Bing and Google continue to fight over trivialities in most recent spat
Microsoft’s search engine, Bing, has been competing fiercely with Google since its release in June 2009. Last summer, Google’s Head of Search Ranking Amit Singhal began to suspect that Bing was using information from the Bing toolbar’s Customer Experience Improvement Program and Suggested Sites on Internet Explorer to “cheat” off of Google’s search results. Google set up a sting operation last December with nonsense queries linked to “honeypot” pages to test if Bing was copying its results. The sting operation seemed to be aimed at discrediting Bing’s search technology directly. While less than 10 percent of the tests came up positive, Google engineers saw this as legitimate proof that Bing was cheating off its search queries.

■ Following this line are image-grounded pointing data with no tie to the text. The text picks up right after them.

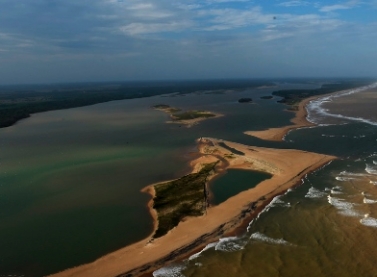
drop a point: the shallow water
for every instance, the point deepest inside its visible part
(233, 182)
(325, 227)
(70, 185)
(70, 180)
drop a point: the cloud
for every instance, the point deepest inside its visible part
(344, 6)
(294, 3)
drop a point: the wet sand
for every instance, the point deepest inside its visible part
(359, 105)
(287, 166)
(299, 121)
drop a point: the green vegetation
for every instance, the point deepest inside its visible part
(161, 106)
(245, 100)
(192, 115)
(20, 101)
(294, 96)
(231, 149)
(180, 198)
(166, 108)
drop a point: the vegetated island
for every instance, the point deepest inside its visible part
(187, 118)
(190, 224)
(245, 100)
(297, 100)
(20, 101)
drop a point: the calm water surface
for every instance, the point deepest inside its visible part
(70, 185)
(325, 227)
(70, 180)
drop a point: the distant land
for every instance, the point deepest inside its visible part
(20, 101)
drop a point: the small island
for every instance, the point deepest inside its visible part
(181, 198)
(245, 100)
(188, 118)
(267, 97)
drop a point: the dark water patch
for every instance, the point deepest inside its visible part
(231, 149)
(234, 182)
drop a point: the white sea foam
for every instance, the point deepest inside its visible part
(369, 221)
(344, 179)
(261, 237)
(196, 255)
(230, 244)
(275, 202)
(170, 271)
(336, 190)
(369, 201)
(353, 174)
(344, 207)
(315, 193)
(315, 106)
(371, 169)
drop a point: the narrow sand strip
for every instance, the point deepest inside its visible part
(287, 166)
(299, 121)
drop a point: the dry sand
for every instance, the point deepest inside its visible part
(299, 121)
(187, 122)
(191, 122)
(288, 167)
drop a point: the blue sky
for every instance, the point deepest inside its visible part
(44, 41)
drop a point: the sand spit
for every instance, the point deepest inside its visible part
(299, 121)
(287, 166)
(188, 122)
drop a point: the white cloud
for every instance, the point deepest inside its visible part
(343, 6)
(149, 28)
(294, 3)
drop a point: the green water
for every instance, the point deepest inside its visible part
(70, 184)
(233, 182)
(70, 180)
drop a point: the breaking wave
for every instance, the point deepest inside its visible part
(371, 169)
(344, 207)
(369, 221)
(263, 238)
(170, 271)
(315, 106)
(315, 193)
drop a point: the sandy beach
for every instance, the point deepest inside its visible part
(287, 166)
(299, 121)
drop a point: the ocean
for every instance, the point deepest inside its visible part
(327, 226)
(70, 184)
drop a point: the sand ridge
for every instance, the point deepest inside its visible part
(287, 166)
(299, 121)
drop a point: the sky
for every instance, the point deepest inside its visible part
(49, 41)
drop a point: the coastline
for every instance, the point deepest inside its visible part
(299, 121)
(287, 166)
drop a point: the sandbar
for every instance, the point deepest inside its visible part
(299, 121)
(198, 116)
(287, 167)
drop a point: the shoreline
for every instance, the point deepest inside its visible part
(299, 121)
(287, 166)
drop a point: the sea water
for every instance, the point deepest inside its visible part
(70, 184)
(325, 227)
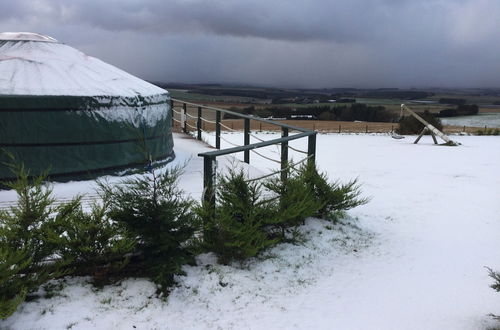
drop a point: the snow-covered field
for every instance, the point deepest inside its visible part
(412, 258)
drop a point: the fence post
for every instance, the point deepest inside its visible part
(184, 117)
(246, 157)
(311, 148)
(284, 154)
(198, 124)
(209, 172)
(217, 129)
(172, 111)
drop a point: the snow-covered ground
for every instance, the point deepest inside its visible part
(412, 258)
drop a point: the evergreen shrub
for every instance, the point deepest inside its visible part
(88, 243)
(236, 230)
(294, 201)
(23, 240)
(333, 197)
(157, 215)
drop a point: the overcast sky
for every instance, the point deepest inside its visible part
(293, 43)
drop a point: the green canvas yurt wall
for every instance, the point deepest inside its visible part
(74, 115)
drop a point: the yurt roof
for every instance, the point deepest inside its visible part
(34, 64)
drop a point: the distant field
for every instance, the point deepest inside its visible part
(193, 97)
(319, 125)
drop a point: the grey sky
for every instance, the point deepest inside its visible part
(318, 43)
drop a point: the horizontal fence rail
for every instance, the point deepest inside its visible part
(194, 118)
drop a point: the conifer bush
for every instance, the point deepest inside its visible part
(334, 196)
(89, 243)
(236, 231)
(157, 215)
(23, 240)
(294, 201)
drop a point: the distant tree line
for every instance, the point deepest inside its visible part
(353, 112)
(461, 110)
(452, 101)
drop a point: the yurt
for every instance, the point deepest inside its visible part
(75, 116)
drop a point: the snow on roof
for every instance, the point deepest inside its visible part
(31, 67)
(26, 36)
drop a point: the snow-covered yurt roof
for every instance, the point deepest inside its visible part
(34, 64)
(63, 110)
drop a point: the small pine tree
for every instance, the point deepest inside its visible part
(294, 202)
(89, 243)
(495, 286)
(23, 247)
(14, 285)
(236, 231)
(332, 196)
(158, 216)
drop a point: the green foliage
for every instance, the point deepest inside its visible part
(496, 277)
(13, 285)
(23, 240)
(236, 231)
(488, 131)
(89, 243)
(410, 125)
(333, 197)
(295, 201)
(156, 214)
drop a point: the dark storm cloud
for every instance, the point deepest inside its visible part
(373, 43)
(345, 20)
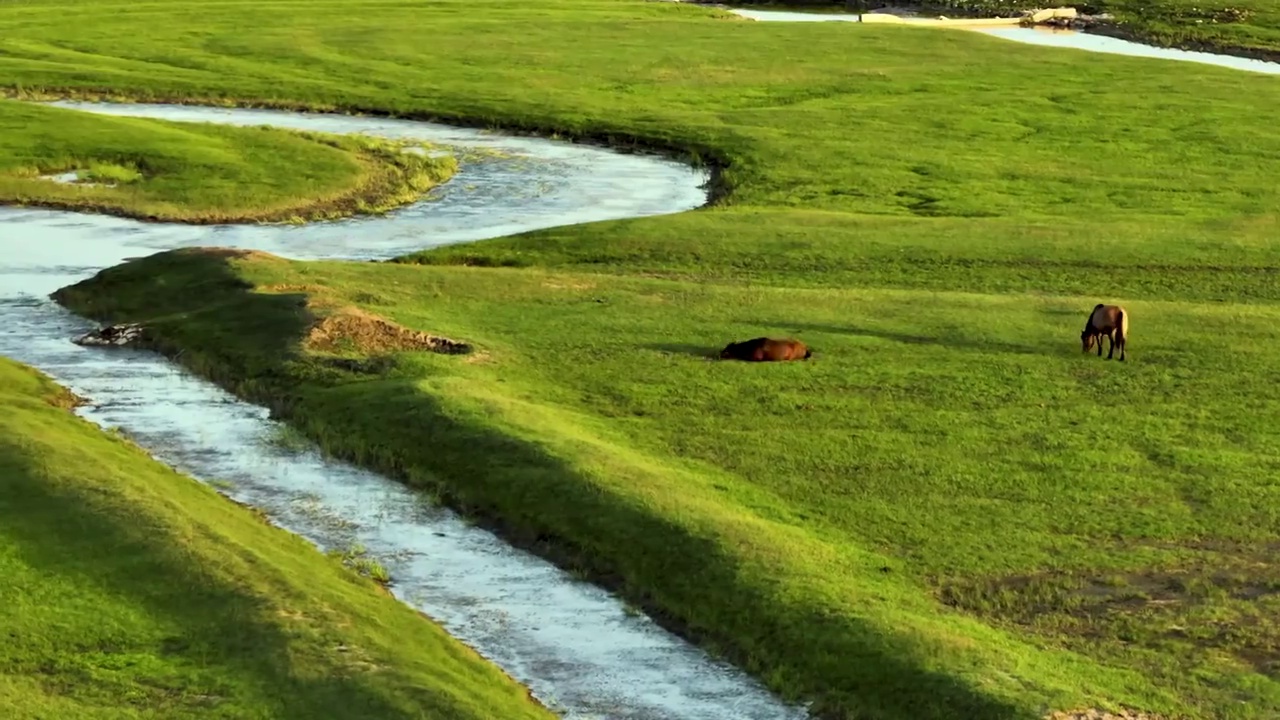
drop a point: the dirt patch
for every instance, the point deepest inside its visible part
(1101, 715)
(567, 285)
(229, 253)
(310, 288)
(352, 329)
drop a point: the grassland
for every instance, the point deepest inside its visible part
(1248, 27)
(201, 173)
(950, 511)
(131, 591)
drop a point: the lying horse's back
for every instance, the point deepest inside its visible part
(766, 350)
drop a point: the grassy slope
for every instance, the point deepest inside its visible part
(1244, 27)
(877, 167)
(201, 173)
(131, 591)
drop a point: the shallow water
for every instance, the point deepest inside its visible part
(1051, 39)
(576, 647)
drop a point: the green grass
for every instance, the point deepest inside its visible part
(941, 452)
(131, 591)
(201, 173)
(1246, 27)
(950, 510)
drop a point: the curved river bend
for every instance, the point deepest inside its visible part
(1045, 36)
(577, 648)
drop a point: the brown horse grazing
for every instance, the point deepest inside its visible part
(1109, 322)
(766, 350)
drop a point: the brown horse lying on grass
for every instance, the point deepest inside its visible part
(766, 350)
(1109, 322)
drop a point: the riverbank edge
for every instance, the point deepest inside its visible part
(67, 401)
(280, 388)
(1119, 28)
(714, 160)
(388, 180)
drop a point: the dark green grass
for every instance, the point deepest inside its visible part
(822, 522)
(933, 210)
(201, 173)
(1244, 27)
(131, 591)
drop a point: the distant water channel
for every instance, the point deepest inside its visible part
(1050, 37)
(576, 647)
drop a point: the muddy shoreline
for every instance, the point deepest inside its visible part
(711, 159)
(1116, 28)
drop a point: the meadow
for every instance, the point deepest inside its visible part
(202, 173)
(950, 510)
(132, 591)
(1246, 27)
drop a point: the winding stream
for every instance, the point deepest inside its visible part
(1046, 37)
(579, 650)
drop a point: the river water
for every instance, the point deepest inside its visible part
(579, 650)
(1047, 37)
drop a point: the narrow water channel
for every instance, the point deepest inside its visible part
(1046, 37)
(577, 648)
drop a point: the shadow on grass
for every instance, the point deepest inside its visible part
(215, 637)
(695, 350)
(686, 582)
(950, 341)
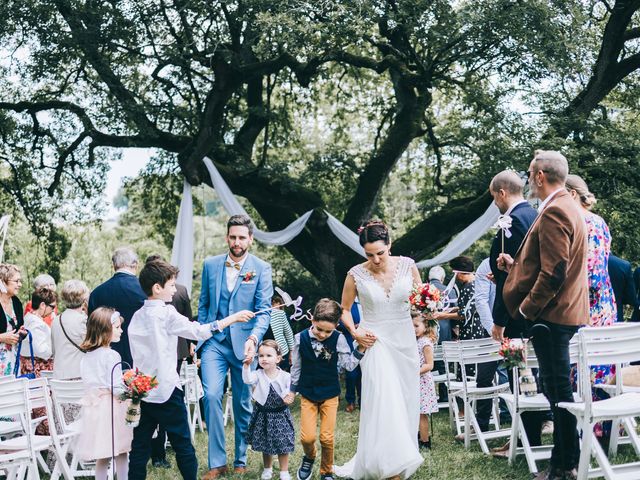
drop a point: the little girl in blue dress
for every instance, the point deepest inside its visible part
(271, 426)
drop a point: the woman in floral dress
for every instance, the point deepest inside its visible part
(11, 317)
(602, 303)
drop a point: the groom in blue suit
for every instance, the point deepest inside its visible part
(231, 282)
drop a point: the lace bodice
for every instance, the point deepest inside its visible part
(372, 296)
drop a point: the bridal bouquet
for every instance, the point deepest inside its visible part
(137, 386)
(425, 298)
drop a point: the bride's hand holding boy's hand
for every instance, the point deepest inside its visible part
(364, 337)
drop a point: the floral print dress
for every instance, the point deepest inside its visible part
(602, 303)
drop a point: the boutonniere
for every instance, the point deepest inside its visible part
(248, 276)
(504, 225)
(326, 354)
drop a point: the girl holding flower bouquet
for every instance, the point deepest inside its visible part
(104, 326)
(427, 336)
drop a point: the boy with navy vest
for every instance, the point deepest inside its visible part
(316, 355)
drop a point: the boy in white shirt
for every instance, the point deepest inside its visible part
(153, 337)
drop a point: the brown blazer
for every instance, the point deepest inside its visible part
(548, 280)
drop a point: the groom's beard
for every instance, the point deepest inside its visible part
(238, 252)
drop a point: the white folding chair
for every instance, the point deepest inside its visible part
(473, 352)
(69, 393)
(454, 387)
(193, 392)
(440, 377)
(8, 427)
(38, 396)
(16, 464)
(613, 345)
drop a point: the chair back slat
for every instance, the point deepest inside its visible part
(609, 345)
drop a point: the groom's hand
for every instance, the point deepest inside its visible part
(249, 349)
(242, 316)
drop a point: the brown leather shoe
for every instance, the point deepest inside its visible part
(215, 473)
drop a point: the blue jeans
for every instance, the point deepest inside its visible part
(172, 417)
(217, 359)
(551, 343)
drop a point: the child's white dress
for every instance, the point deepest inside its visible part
(95, 438)
(428, 398)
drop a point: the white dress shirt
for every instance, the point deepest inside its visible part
(153, 337)
(485, 294)
(40, 336)
(97, 368)
(546, 201)
(232, 273)
(281, 384)
(66, 356)
(510, 209)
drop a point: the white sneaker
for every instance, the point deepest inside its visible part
(547, 427)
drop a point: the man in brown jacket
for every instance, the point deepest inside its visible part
(547, 286)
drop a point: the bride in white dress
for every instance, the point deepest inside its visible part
(390, 412)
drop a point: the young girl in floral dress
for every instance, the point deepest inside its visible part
(271, 426)
(426, 337)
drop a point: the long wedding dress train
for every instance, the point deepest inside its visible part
(390, 412)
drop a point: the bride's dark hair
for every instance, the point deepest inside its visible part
(373, 231)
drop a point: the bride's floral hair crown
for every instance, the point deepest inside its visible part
(373, 231)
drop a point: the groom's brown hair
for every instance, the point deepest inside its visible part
(327, 310)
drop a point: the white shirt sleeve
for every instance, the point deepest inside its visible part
(180, 326)
(296, 364)
(249, 376)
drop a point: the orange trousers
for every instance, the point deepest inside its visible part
(309, 411)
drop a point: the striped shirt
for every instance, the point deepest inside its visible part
(282, 332)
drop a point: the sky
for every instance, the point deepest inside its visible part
(133, 160)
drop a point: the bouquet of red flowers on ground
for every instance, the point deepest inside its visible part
(425, 298)
(137, 386)
(513, 353)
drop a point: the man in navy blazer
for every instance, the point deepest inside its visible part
(123, 293)
(231, 282)
(507, 191)
(623, 286)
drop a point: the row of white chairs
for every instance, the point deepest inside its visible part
(23, 450)
(616, 345)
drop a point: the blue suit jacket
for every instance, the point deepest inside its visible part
(124, 293)
(254, 295)
(522, 216)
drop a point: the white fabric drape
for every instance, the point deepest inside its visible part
(183, 244)
(182, 253)
(465, 238)
(4, 228)
(233, 207)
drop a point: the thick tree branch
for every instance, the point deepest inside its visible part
(608, 70)
(440, 227)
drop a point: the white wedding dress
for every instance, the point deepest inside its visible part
(390, 412)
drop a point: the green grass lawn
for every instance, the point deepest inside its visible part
(447, 460)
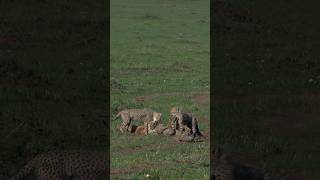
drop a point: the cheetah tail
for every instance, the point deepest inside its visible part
(119, 113)
(26, 170)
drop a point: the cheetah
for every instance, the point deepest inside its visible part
(62, 165)
(149, 117)
(183, 122)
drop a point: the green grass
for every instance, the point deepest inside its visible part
(266, 83)
(159, 49)
(52, 79)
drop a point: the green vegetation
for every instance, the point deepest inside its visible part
(159, 58)
(53, 79)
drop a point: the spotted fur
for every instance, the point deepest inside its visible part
(149, 117)
(62, 165)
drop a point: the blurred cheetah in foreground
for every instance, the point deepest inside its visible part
(62, 165)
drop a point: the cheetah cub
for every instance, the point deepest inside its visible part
(61, 165)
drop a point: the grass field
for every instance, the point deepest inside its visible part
(52, 79)
(266, 85)
(159, 58)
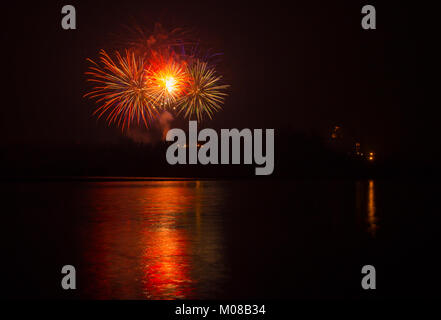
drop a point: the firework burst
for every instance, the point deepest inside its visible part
(166, 82)
(205, 93)
(159, 72)
(120, 89)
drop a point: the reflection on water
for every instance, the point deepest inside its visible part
(151, 240)
(365, 202)
(372, 220)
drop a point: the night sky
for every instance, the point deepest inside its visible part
(303, 66)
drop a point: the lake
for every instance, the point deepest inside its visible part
(209, 239)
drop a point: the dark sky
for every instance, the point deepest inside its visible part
(298, 65)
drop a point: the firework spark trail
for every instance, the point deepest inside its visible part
(205, 92)
(166, 81)
(153, 77)
(120, 86)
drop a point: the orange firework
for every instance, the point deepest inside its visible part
(121, 90)
(165, 81)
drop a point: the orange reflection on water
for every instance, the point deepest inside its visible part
(371, 209)
(166, 259)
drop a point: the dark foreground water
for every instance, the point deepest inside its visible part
(220, 239)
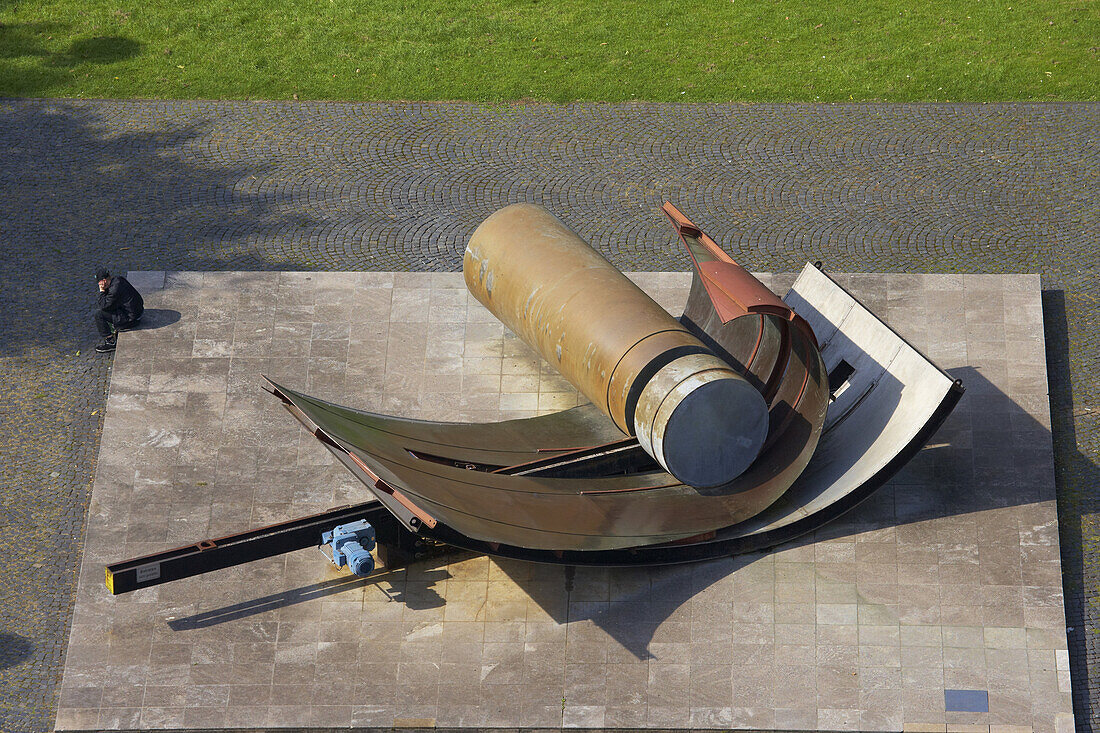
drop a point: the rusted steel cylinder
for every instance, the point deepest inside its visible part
(691, 412)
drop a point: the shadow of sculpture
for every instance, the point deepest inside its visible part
(14, 649)
(1078, 481)
(156, 318)
(35, 67)
(989, 453)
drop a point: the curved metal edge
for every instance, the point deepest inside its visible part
(712, 548)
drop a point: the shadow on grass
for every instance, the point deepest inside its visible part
(28, 66)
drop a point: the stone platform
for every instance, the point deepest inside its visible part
(947, 579)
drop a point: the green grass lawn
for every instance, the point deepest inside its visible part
(559, 51)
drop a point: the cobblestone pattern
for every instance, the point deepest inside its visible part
(151, 185)
(947, 578)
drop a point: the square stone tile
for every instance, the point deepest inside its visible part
(947, 578)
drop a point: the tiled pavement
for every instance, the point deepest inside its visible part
(948, 578)
(154, 185)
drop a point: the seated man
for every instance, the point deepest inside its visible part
(118, 307)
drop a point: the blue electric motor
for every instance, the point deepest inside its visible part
(351, 545)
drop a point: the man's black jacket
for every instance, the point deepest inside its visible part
(121, 297)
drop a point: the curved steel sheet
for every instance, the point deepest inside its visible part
(570, 488)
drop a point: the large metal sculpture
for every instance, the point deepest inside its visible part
(746, 423)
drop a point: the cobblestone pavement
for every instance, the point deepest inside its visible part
(147, 185)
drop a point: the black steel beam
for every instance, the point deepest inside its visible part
(248, 546)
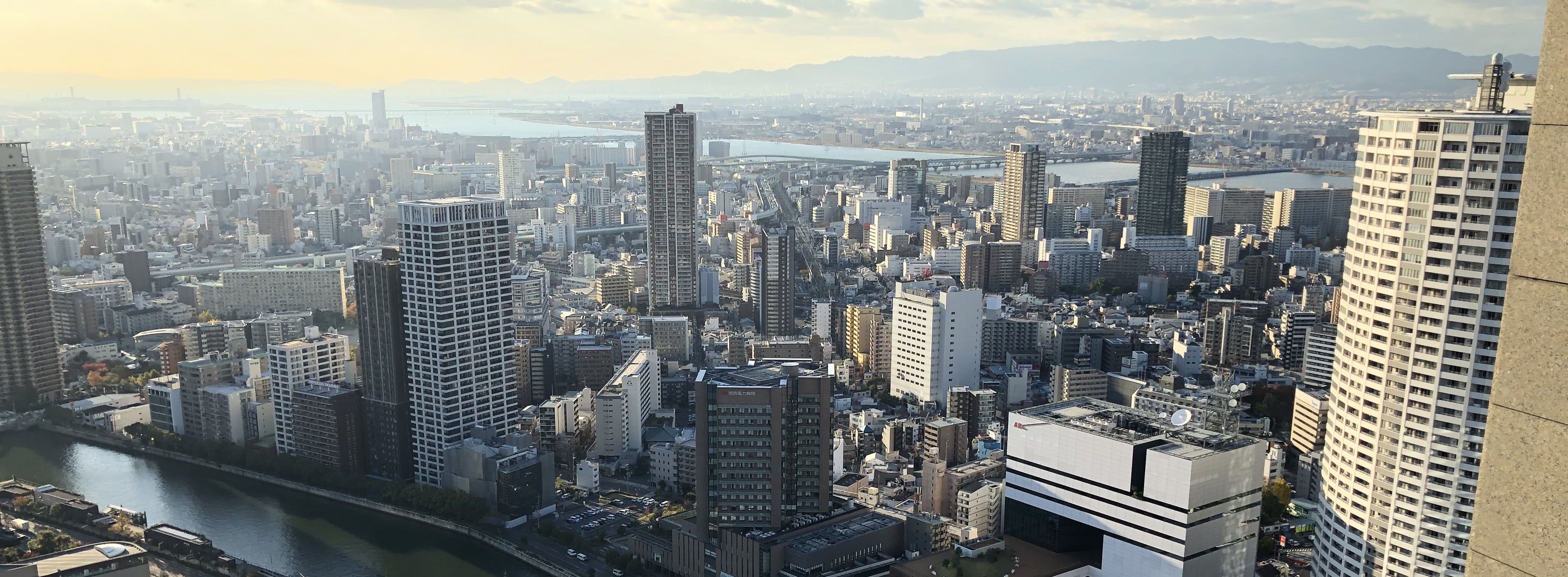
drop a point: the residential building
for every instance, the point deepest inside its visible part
(1021, 195)
(935, 341)
(1162, 184)
(462, 334)
(673, 147)
(29, 363)
(774, 416)
(774, 275)
(294, 366)
(1421, 410)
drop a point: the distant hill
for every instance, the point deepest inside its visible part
(1133, 66)
(1203, 63)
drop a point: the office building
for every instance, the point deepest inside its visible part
(327, 425)
(383, 364)
(515, 175)
(763, 444)
(672, 208)
(320, 358)
(1310, 419)
(137, 270)
(1021, 197)
(1228, 206)
(774, 275)
(278, 225)
(29, 363)
(1415, 418)
(1134, 493)
(946, 440)
(1316, 215)
(992, 267)
(935, 341)
(460, 347)
(378, 110)
(1162, 184)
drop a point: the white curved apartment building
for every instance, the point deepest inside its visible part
(1431, 236)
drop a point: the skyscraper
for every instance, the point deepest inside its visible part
(1162, 184)
(137, 270)
(378, 110)
(672, 208)
(774, 414)
(774, 283)
(515, 175)
(457, 281)
(1021, 197)
(937, 338)
(29, 363)
(907, 181)
(383, 364)
(1419, 323)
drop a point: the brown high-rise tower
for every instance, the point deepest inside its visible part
(29, 363)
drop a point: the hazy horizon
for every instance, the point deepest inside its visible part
(377, 43)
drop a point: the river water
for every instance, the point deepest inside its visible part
(264, 524)
(490, 123)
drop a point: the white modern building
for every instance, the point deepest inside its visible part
(1147, 498)
(457, 287)
(621, 407)
(935, 339)
(1429, 244)
(292, 364)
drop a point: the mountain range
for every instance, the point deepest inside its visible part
(1115, 66)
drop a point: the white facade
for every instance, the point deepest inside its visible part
(1166, 501)
(935, 341)
(457, 281)
(623, 405)
(314, 358)
(1429, 242)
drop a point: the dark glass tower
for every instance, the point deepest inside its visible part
(29, 363)
(378, 297)
(1162, 184)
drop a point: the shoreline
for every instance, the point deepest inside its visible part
(529, 118)
(545, 567)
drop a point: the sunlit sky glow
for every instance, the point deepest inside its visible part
(368, 43)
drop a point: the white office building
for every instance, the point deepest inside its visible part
(623, 405)
(457, 292)
(292, 364)
(935, 339)
(1147, 498)
(1431, 236)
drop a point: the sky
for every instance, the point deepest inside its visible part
(374, 43)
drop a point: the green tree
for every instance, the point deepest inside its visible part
(1277, 496)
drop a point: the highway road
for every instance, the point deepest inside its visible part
(292, 259)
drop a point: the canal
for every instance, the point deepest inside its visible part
(264, 524)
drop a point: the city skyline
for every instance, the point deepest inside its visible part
(861, 27)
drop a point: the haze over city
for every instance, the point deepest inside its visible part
(783, 289)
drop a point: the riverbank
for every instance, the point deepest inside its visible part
(476, 534)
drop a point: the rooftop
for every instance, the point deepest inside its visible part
(77, 559)
(1134, 427)
(841, 532)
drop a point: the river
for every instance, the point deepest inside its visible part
(485, 123)
(261, 523)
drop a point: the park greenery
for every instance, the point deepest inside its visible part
(446, 504)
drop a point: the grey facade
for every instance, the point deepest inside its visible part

These rather insignificant statistics show Google’s tendency to make an issue out of nothing. We believe that much of the hype and competition surrounding Google and Bing is generated in an effort to gain more publicity for themselves.
Indeed, this method of garnering publicity has worked well, popping up on shows like the Colbert Report, prompting the creation of websites like bing-vs-google.com, and fueling the fire of the ongoing Twitter war between the two companies. Upon being questioned about Google’s “Bing sting” results, the Director of Search at Microsoft Stefan Weitz and others at Bing were quick to offer up a counter-argument. He admitted to using clickstream data (anonymous recording of Web clicks) as part of Bing’s search algorithm. However, Bing claimed that users willingly opted in to sharing their data and that Google had rigged its “Bing sting” operation to make it seem as if Bing was copying more results than it actually was.
Microsoft has the capacity to utilize all of the resources it has on hand to improve Bing’s search results, but the company isn’t quite living up to its potential. Google has had many years to perfect its search results, so it stands to reason that the younger Bing needs more time to fine tune its own search algorithms, instead of trying to replicate the same results as Google in order to keep up. Microsoft has access to a large amount of user data that it can tap into, and Bing should aim at incorporating this information in order to improve. Both companies need to focus on improving their products and appealing to customers instead of bickering among themselves.